Hoje, cobra-se muito a atuação social das instituições religiosas. Ela é uma obrigação da Igreja de Cristo?

O Evangelho nos ensina a amar a Deus sobre todas as coisas e ao próximo como a nós mesmos. Esse é o grande mandamento bíblico. Então, se eu estou no meio de pessoas que estão passando fome e sofrendo injustiças, devo fazer alguma coisa por elas. E é para isso que a Igreja dos nossos tempos acordou. Contudo, os trabalhos de natureza social não devem sobrepujar a propagação da fé.

E quanto aos jovens, o que fazer para trazê-los à Igreja?

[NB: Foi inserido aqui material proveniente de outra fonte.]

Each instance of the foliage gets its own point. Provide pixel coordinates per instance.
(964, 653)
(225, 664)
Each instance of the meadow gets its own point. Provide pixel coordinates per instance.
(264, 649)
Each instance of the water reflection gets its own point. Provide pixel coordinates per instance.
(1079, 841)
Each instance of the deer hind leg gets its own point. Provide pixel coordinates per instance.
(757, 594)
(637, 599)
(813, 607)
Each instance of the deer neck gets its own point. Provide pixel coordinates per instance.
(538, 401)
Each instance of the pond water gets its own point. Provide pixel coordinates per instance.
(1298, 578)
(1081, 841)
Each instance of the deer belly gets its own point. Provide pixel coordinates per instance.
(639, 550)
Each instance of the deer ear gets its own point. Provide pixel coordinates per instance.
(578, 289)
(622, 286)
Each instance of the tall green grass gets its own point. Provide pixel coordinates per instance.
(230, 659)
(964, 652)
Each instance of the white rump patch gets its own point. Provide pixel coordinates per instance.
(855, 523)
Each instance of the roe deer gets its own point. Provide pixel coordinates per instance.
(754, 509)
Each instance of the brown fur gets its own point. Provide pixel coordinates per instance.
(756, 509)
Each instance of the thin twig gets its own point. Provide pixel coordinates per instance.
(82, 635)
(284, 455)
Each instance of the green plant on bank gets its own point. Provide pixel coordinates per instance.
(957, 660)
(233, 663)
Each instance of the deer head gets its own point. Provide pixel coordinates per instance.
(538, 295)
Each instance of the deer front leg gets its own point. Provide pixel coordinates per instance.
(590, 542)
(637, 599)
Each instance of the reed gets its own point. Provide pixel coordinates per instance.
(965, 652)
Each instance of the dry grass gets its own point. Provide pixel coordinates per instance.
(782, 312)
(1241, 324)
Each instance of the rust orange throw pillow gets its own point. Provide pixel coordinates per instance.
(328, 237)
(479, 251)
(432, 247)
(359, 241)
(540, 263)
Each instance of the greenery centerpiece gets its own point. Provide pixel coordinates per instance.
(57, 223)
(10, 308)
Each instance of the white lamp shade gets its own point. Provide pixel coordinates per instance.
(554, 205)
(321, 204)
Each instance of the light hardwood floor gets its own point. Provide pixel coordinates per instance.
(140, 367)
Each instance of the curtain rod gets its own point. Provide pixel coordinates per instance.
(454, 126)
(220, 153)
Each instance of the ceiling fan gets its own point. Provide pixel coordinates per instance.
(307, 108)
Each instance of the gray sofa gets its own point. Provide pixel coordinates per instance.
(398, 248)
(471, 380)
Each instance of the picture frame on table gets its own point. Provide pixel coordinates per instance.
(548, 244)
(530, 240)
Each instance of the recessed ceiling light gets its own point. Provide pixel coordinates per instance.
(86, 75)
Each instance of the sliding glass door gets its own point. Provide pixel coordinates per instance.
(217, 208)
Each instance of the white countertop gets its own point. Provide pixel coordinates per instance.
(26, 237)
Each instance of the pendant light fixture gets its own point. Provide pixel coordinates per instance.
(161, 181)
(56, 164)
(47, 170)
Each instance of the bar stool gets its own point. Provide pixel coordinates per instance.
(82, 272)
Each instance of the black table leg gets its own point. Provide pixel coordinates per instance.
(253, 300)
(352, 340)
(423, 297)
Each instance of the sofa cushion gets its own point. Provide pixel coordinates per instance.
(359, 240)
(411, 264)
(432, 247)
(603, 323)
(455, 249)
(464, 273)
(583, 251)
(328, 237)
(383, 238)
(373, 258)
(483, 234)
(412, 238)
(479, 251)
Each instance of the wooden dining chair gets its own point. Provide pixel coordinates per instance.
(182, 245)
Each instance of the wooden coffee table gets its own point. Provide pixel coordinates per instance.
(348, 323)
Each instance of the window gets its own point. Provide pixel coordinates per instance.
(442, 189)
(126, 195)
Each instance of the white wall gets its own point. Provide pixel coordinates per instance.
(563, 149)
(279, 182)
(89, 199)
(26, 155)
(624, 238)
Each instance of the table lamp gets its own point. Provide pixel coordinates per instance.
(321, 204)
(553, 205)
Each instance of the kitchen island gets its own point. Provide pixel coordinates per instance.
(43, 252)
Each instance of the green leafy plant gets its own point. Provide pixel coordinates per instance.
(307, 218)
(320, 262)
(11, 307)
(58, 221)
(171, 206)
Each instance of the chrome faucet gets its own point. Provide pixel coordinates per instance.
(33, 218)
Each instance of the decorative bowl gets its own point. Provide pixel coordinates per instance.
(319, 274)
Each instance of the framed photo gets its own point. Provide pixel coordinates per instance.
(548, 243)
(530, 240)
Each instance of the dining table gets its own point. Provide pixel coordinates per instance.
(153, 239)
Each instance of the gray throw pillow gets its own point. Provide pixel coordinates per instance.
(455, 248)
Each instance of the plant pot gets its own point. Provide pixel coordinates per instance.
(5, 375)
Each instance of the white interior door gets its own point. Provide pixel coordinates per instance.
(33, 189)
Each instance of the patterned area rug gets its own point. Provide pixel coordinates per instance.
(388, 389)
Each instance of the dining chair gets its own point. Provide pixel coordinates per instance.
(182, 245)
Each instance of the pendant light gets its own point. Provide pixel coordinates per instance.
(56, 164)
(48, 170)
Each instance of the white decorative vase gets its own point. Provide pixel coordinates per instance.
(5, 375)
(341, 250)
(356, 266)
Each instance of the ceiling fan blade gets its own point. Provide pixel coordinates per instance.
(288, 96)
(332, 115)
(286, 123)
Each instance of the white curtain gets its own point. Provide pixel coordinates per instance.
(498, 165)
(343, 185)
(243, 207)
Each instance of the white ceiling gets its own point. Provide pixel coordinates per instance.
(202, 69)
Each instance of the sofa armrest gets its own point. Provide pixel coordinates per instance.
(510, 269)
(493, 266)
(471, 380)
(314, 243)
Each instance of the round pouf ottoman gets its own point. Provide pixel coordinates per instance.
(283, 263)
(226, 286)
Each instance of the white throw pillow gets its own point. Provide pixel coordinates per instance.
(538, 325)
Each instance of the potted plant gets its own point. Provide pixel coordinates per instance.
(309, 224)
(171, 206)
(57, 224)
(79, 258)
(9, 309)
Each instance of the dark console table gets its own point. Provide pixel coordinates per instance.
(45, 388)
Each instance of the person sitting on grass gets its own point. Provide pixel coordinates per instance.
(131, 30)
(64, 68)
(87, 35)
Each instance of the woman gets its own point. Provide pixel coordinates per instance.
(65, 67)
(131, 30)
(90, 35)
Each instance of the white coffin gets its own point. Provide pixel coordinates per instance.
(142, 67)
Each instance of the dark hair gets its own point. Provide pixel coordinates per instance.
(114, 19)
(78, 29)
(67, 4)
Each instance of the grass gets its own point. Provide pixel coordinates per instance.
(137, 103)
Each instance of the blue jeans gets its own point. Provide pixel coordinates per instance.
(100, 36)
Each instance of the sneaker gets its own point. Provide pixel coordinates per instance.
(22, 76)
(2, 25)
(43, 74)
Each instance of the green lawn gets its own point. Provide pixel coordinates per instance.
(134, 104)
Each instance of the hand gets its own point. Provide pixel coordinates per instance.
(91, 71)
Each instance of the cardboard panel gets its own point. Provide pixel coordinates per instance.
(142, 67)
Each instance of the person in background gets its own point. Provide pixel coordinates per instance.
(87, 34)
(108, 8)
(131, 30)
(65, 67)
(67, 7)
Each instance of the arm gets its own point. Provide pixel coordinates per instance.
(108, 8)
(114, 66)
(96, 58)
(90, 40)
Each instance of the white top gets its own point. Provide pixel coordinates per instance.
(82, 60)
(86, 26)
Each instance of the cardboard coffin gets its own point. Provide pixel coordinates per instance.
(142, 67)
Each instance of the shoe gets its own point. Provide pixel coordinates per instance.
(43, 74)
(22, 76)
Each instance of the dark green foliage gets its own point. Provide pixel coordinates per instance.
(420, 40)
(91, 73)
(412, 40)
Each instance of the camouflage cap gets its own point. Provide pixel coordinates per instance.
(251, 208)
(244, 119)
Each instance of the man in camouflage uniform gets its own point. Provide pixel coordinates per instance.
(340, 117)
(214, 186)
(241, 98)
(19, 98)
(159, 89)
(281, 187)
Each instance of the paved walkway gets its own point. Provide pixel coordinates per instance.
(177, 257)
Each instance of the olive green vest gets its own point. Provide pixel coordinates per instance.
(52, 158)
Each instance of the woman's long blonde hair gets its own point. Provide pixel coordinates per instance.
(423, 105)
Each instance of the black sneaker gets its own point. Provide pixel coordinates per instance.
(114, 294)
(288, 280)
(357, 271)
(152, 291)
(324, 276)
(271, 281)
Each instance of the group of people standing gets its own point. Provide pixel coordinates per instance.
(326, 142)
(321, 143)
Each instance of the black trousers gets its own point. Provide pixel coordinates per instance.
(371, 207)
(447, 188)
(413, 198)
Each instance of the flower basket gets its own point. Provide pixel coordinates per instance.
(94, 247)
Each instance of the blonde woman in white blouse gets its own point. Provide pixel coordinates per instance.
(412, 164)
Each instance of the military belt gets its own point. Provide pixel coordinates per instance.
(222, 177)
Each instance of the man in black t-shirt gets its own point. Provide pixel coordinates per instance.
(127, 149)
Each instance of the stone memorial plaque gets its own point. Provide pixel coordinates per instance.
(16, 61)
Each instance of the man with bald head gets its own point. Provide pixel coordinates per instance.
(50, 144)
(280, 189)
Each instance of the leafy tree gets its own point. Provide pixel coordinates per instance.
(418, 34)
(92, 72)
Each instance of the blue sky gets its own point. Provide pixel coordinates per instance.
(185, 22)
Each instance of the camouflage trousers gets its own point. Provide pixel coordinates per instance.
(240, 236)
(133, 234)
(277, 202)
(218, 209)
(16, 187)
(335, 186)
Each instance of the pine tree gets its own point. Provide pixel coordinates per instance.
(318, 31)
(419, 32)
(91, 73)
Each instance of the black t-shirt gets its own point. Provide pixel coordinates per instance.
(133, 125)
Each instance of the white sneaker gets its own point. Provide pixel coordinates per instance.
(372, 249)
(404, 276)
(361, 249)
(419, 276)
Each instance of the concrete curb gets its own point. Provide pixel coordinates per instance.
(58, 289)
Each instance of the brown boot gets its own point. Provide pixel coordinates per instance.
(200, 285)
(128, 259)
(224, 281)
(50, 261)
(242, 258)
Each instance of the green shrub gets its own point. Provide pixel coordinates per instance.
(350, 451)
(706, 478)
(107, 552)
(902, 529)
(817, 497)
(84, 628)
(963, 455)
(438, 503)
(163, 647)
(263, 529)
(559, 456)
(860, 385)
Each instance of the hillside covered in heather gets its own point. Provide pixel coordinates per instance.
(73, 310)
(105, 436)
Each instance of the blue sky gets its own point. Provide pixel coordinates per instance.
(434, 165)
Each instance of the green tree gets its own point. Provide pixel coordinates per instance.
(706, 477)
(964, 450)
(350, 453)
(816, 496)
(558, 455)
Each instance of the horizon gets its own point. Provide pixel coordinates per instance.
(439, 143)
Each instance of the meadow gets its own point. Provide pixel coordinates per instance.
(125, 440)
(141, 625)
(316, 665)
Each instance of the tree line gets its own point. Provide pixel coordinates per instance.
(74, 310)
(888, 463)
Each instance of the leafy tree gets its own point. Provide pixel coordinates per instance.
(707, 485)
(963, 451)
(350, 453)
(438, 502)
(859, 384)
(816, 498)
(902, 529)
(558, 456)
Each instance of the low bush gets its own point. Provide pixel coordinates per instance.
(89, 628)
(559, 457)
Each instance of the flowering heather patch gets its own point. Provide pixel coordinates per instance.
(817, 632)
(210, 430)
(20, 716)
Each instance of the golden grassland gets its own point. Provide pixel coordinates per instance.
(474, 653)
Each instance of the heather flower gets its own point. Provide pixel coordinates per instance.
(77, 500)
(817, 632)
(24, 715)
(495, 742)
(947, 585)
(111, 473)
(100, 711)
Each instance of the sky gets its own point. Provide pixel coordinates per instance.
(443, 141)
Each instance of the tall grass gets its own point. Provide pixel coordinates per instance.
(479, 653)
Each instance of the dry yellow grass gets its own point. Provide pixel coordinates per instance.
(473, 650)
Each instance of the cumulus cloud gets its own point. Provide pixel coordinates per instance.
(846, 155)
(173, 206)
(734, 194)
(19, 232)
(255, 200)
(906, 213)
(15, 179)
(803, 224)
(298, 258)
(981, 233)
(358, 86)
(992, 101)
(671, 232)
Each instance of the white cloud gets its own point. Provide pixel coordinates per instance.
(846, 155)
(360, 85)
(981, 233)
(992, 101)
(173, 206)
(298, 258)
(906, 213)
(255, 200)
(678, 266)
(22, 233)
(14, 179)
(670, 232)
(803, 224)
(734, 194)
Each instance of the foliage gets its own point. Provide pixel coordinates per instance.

Todas as crenças e denominações têm realizados muitos encontros mundiais para jovens. Acho necessário que a juventude fique reunida. Eu não teria me tornado bispo se não tivesse pertencido, durante a faculdade de Direito, a uma associação universitária religiosa.

Igreja e sociedade

Lançado pela Companhia das Letras, o livro Padres, Celibato e Conflito Social conta a história da Igreja Católica no Brasil a partir do século 19, vista sob a ótica dos padres. Além de analisar a formação eclesiástica, o autor, o americano Kenneth P.Serbin – historiador e professor da Universidade de San Diego, na Califórnia –, discute ainda a importância e a influência do catolicismo na formação da sociedade brasileira. Assim como no livro de D.Clemente Isnard, temas polêmicos, como o celibato obrigatório, são abordados criticamente. Entre os personagens citados na obra, destaque para o padre Diogo Antônio Feijó. Segundo o livro, o religioso, suposto filho de um clérigo, foi um dos mais contundentes defensores de um modelo alternativo de sacerdócio, movendo até uma campanha em favor do celibato opcional, em pleno Brasil-Colônia.

Fonte: Revista Eclésia - Edição 127 (colaborou Mirian Frazão)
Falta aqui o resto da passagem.